My third great grandfather Jaufa Khun spent many years as a monk at a Shan monastery, reputedly becoming quite learned, especially in astrology. In later years, he was persuaded to leave monkhood to lead his people in the fight against the Burmese governor at Bhamo. The Burmese troops suffered heavy losses from the unconventional guerrilla tactics Jaufa Khun and his men employed. This led a strong Burmese force to come up to the hills and torch Kachin villages in revenge. Jaufa Khun lost his life from the burns he received while trying to retrieve sacred texts from his burning house.

My ancestor was learned to be sure, but he did not earn my admiration, as he did nothing to share his knowledge with his people.

It was in 1891 or 1892, that American Baptist missionaries, the Reverends Roberts and Hanson, came up to the Sinlum Hills from Bhamo, asking my father Zau Li and my uncles Zau Tang and Gauri Nawng (co-chieftains of the Gauri Lahpai clan), for a piece of land on which to build a house for Rev. Hanson[i], who needed to escape from Bhamo’s scorching heat in the summer to continue with his translation work.

My father and uncles granted the missionaries a sizeable plot, also helping them build a bamboo, thatched house. Every summer, they would go down to the Bhamo plains to fetch the Hansons, and escort them back on their return.

After Rev. Hanson and his family were more or less settled in their little house, Mama[ii] Hanson embarked on efforts to educate us children. We children were: I – Zau Tu, my cousin Seng Li, Malang Gumbau, Hpa Grawng, Ndup Nawng, and a few girls. Mama enticed us by handing out sugar candy one day, small coins the next, and pictures and molasses candy on other days. Then she taught us a song, and afterward said, “Tomorrow, I’m going to teach you to read and write”.

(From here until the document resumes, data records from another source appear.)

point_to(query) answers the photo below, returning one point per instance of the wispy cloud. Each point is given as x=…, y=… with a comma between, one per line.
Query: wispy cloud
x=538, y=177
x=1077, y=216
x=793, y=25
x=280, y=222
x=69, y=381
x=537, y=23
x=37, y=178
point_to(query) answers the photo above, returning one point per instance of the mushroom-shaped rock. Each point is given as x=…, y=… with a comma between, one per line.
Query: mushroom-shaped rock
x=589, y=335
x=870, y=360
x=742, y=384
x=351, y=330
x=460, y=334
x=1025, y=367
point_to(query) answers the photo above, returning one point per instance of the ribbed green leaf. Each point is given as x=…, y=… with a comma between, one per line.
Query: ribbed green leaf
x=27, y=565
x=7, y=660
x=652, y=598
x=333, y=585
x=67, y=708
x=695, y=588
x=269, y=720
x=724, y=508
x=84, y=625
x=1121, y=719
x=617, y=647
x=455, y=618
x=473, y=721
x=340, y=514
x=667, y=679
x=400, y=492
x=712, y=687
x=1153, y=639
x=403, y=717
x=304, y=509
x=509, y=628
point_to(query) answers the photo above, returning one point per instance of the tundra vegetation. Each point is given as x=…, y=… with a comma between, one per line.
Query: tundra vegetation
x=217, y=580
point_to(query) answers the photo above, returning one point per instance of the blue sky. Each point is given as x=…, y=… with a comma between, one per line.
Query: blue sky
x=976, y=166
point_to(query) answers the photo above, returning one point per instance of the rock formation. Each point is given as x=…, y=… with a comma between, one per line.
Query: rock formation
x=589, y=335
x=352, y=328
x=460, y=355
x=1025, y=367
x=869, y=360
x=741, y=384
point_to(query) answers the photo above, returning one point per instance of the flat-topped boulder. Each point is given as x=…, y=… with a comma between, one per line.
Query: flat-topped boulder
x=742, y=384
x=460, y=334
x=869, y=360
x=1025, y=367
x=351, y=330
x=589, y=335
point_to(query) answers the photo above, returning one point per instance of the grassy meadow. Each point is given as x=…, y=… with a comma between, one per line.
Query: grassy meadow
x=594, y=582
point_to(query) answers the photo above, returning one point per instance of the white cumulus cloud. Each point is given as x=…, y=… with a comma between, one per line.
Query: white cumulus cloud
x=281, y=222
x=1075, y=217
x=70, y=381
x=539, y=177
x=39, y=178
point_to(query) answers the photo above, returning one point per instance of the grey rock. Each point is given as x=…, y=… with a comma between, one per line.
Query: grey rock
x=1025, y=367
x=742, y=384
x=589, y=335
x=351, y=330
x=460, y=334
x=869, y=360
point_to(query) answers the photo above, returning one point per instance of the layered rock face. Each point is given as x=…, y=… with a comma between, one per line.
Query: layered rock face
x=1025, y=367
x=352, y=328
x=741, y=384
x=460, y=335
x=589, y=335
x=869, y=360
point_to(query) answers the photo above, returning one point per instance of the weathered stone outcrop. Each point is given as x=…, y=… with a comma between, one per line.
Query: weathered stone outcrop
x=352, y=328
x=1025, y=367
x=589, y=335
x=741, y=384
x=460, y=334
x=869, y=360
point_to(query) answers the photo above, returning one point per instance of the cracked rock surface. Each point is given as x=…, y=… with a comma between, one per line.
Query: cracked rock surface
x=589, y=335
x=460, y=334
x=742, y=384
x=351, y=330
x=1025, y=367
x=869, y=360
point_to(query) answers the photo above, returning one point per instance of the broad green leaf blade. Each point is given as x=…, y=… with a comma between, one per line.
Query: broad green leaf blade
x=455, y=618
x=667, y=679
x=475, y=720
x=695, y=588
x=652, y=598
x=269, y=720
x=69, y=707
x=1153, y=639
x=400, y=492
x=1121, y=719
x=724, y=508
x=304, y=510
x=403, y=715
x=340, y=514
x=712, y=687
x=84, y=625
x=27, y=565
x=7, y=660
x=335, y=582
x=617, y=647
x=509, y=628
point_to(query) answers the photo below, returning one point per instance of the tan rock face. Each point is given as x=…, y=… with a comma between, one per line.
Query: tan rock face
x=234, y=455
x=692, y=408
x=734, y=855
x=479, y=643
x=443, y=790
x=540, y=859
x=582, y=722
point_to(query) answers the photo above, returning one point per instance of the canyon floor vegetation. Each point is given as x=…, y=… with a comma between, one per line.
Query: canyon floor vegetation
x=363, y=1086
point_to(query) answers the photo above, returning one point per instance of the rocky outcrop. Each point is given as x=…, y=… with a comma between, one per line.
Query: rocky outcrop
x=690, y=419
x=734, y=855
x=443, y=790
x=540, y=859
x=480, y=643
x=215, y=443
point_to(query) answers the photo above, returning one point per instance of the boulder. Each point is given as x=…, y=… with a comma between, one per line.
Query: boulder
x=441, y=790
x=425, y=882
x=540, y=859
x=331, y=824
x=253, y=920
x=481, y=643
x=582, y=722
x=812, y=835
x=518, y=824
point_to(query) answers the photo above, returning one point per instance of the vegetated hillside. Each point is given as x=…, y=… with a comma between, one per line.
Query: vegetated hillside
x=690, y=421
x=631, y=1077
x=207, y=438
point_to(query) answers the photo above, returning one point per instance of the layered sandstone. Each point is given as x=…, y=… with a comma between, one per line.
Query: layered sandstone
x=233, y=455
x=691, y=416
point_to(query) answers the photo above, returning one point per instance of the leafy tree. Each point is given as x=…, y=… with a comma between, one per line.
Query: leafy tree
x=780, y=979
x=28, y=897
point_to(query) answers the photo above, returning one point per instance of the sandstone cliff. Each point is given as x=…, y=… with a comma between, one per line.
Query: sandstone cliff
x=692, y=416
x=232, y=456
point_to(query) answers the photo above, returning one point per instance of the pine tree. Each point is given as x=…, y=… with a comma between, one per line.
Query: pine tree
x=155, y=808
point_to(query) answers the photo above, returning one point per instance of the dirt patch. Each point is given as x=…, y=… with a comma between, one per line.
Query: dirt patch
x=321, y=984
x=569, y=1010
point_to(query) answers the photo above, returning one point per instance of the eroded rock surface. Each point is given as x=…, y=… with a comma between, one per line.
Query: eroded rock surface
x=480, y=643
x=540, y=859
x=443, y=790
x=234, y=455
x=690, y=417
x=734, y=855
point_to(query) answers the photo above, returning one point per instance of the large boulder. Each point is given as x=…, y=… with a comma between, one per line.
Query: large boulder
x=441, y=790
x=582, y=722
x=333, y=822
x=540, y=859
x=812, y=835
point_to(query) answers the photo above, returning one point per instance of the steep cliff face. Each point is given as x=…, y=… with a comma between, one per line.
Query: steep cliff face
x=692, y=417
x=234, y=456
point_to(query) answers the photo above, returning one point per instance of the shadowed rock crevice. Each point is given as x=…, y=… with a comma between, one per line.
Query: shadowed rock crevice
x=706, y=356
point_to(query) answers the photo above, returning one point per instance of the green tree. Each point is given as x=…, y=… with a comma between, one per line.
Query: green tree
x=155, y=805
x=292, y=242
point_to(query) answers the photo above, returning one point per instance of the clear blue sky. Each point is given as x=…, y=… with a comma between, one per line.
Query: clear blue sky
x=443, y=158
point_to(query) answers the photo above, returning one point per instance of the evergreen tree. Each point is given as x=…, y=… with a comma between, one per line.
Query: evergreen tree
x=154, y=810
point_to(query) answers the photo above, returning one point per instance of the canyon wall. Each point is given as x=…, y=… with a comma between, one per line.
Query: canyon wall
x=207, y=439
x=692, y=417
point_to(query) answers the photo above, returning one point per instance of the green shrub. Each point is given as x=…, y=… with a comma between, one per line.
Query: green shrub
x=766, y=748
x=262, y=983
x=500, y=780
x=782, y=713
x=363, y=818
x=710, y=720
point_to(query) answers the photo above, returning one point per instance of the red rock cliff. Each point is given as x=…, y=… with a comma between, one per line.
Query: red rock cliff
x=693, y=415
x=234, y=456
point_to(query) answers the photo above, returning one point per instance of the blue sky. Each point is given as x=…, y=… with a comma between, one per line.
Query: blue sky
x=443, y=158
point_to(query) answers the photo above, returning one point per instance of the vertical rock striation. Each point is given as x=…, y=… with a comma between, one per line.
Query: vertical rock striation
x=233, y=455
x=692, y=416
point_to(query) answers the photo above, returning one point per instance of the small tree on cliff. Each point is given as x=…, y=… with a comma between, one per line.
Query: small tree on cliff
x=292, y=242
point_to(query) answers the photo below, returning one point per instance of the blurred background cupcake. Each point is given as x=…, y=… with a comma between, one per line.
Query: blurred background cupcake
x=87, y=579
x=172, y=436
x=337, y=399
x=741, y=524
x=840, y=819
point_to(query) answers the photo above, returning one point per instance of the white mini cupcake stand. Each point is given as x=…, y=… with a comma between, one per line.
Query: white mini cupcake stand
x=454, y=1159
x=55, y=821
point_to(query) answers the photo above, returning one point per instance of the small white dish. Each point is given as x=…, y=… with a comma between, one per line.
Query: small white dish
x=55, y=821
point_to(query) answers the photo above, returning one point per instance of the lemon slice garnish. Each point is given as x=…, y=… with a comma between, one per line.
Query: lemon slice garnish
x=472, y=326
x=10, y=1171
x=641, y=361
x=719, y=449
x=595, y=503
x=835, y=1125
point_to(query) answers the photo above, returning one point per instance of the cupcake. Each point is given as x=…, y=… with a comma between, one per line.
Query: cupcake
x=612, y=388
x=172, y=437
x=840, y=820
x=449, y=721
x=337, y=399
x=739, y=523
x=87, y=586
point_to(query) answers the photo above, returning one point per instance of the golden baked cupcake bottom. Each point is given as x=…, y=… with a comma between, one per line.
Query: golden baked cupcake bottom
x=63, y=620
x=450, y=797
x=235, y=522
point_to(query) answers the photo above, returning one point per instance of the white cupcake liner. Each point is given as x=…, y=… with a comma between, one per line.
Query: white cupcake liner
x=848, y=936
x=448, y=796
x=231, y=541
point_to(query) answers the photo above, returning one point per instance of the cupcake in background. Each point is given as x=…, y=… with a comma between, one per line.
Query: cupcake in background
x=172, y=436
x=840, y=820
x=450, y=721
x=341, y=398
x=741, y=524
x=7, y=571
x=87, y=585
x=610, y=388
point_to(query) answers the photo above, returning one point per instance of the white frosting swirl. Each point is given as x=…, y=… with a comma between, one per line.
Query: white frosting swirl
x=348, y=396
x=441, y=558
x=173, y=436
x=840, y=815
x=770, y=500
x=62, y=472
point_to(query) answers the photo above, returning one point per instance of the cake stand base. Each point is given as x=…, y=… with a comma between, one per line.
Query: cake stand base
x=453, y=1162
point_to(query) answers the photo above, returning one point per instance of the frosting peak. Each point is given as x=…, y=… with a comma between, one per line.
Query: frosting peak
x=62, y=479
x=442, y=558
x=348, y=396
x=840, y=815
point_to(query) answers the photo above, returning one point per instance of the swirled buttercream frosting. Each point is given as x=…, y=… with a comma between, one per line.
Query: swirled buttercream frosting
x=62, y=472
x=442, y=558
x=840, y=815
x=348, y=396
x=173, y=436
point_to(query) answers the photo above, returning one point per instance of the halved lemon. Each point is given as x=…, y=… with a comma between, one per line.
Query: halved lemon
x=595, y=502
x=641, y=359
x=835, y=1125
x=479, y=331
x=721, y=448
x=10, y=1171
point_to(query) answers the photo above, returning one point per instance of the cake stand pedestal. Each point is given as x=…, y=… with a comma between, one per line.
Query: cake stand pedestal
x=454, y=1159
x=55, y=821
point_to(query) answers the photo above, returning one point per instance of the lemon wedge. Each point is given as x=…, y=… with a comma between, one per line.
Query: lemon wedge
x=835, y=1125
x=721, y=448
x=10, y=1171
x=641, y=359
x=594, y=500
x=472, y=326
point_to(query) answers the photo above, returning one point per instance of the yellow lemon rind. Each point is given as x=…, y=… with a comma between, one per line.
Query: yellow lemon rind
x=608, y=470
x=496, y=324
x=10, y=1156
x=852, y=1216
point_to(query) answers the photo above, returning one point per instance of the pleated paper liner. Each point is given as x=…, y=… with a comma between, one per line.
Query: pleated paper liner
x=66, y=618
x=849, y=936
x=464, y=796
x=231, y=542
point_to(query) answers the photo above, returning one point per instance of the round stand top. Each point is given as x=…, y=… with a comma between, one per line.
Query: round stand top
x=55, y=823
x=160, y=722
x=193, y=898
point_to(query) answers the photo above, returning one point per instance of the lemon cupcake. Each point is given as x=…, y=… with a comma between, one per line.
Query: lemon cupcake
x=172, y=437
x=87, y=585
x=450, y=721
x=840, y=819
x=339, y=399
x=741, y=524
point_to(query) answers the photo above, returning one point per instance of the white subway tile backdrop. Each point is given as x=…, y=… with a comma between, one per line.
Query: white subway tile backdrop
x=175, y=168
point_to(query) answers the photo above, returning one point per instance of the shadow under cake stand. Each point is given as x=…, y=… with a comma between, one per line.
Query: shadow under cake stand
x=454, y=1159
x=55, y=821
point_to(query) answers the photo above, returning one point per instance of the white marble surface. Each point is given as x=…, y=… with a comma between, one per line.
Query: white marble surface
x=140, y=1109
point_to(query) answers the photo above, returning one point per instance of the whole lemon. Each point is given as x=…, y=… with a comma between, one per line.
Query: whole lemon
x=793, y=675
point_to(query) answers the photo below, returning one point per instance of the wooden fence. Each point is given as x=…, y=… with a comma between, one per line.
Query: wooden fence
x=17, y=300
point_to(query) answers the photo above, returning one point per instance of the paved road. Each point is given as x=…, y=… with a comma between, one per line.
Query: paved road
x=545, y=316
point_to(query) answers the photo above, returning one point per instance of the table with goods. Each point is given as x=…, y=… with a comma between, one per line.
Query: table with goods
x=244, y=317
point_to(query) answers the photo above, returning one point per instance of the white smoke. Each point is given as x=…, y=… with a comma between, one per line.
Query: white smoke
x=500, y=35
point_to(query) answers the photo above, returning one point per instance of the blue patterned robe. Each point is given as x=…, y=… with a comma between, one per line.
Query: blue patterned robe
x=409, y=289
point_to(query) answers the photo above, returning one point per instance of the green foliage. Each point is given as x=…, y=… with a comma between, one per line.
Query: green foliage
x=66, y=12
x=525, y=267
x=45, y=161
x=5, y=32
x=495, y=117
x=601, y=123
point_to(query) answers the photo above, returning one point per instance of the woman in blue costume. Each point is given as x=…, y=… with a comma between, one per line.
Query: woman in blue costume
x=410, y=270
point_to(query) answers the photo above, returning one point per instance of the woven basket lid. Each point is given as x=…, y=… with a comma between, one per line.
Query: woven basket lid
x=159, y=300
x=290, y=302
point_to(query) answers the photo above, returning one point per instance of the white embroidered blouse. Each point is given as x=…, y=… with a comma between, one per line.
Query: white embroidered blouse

I was at the Hanson house earlier than usual the next morning. I had been so overcome with excitement I had hardly slept that night. After singing the song “When Jesus Our Lord Was Here”, Mama began writing the letters on a board and showed them to us.

From then on, I went everyday to learn from Mama. My friends could not be there every day. I went and stayed with the Hanson children for one whole week, and by the end of my stay, I had learned to write all the letters. Then my uncle came to the house and said I needed to come home with him, as my father was not well.

When I got home, I found that my father was not sick at all. He was in fact very well. He told me the missionaries, after teaching us the letters, would transport our spirits, so that they could take us to the low lands and devour us. “So, don’t go anymore” he said. I retorted, “If they’re going to spirit away the other children, let them spirit me away also!” My father then continued to frighten me by telling me that Sragyi[iii] had been seen stretched out on his porch, sated after eating a dog from the village. He had carried away the dog after shapeshifting into a tiger. Unfazed, I again said, “If he’s going to eat other people’s children, let him eat me also!” But soon the rains began to fall and it became cooler, and the Hansons went back to Bhamo.

Not long after, my uncle Zau Tang told me that he planned to take his son Seng Li and our friend Malang Gumbau to the Bhamo mission school after he had finished planting the paddy fields. I was to keep this a secret from my father if I wanted to come along. I was so overjoyed that the mere thought of going to school caused me to choke on my food while eating, break into an excited run when walking, or wake up in the middle of the night and not be able to go back to sleep again.

When the time came, I put the 2 blankets I had squirreled away in a bag, and left for Bhamo without telling my father and mother. So the five of us – my uncle Zau Tang and aunt Htu Ting, my cousin Seng Li, Malang Gumbau and myself – started on our journey to Bhamo.

(The young Zau Tu spent his school days at the Bhamo mission school working as a stable boy for the Roberts, to earn his upkeep. He met his future wife Nangzing Hka Jan at the school, and they both went on to establish the first self-supporting Kachin primary school at Pangmu, Sinlum. His children became the first Kachins to receive university education.)

 

[i] Dr. Ola Hanson; Litt.D., M.R.A.S., a much beloved missionary, spent 28 years among the Kachins. He formulated an orthography for the Kachin language using the Roman alphabet, translated the Bible into Kachin, completed a Kachin grammar and a Kachin-English dictionary, while also publishing a number of Kachin-related writings.

[ii]Mama”, meaning ‘elder sister’ in Burmese, was a term of respect commonly used in addressing missionary women.

[iii] “Sragyi”, or “great teacher”, a term used to refer to male missionaries.